Another big business figure previously reviled by the PT, Pedro Parente, who was named by president Temer to head the state-run oil giant Petrobras after Rousseff’s ouster, declared in a September 20 event at the São Paulo Stock Exchange that “if the incoming government has a certain competence, and especially with the expected improvement in China relations if Lula wins, there is an opportunity to reclaim attractiveness” for foreign investments.

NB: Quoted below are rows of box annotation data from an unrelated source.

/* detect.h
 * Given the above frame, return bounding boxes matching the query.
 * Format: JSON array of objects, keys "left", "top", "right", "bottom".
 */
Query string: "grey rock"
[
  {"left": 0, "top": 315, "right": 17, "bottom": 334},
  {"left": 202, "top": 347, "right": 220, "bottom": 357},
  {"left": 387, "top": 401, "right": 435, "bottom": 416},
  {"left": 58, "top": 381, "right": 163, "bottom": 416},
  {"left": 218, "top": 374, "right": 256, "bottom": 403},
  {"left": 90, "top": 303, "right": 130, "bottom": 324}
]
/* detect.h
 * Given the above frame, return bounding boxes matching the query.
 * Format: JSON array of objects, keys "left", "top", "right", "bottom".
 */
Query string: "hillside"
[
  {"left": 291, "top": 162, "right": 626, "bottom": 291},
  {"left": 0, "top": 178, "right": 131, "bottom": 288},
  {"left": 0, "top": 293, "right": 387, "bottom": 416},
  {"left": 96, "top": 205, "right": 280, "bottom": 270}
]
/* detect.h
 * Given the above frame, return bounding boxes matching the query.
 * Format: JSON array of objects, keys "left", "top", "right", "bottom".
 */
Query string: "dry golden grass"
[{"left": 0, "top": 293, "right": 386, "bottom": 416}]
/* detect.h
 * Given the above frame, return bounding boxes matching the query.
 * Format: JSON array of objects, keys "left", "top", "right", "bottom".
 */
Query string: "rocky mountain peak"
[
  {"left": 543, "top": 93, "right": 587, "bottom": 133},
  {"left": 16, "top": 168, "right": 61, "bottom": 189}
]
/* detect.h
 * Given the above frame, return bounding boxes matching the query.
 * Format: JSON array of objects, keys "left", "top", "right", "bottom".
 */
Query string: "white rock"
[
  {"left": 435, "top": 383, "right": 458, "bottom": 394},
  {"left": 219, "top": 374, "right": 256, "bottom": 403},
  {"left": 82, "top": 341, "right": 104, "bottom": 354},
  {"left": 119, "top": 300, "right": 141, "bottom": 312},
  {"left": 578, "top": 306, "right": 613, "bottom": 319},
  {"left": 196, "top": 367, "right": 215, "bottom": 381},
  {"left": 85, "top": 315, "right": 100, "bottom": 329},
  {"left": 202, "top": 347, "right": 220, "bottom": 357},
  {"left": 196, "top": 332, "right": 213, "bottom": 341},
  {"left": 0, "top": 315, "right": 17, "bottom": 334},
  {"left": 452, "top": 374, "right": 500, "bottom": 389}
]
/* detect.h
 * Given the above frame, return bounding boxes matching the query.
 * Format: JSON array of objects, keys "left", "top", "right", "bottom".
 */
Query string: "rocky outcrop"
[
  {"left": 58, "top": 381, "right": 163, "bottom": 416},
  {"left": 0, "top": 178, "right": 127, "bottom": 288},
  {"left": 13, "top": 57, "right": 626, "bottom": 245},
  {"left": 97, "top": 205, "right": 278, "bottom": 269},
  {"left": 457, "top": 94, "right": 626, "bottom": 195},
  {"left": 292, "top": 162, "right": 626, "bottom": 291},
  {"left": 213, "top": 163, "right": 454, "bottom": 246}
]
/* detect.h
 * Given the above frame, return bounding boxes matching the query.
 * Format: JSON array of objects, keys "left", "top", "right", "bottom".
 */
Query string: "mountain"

The transformation of Latin America into a battleground for the increasingly bellicose US confrontations with Russia and China only makes the PT’s own backroom deals with Washington all the more reckless and criminal. The same reason for the PT’s praising the expansion of economic ties with China and other countries—the weakening of the US position, especially in Latin America—also underpins Washington’s need to preserve ties with the Brazilian military, whatever its short-term concerns about Bolsonaro’s recklessness, as it demonstrated on September 7. At the same time, the PT’s subordination of its populist appeals to its quest for the backing of the imperialist powers makes it clear that whatever the result of the October 2 vote, Brazilian workers will face a government of unprecedented austerity and attacks on living standards, all in the name of “competitiveness” and “great power politics.”

The organization of a counter-offensive against the class war announced by both Bolsonaro and the PT requires a socialist and internationalist strategy. That perspective is only advanced by the International Committee of the Fourth International.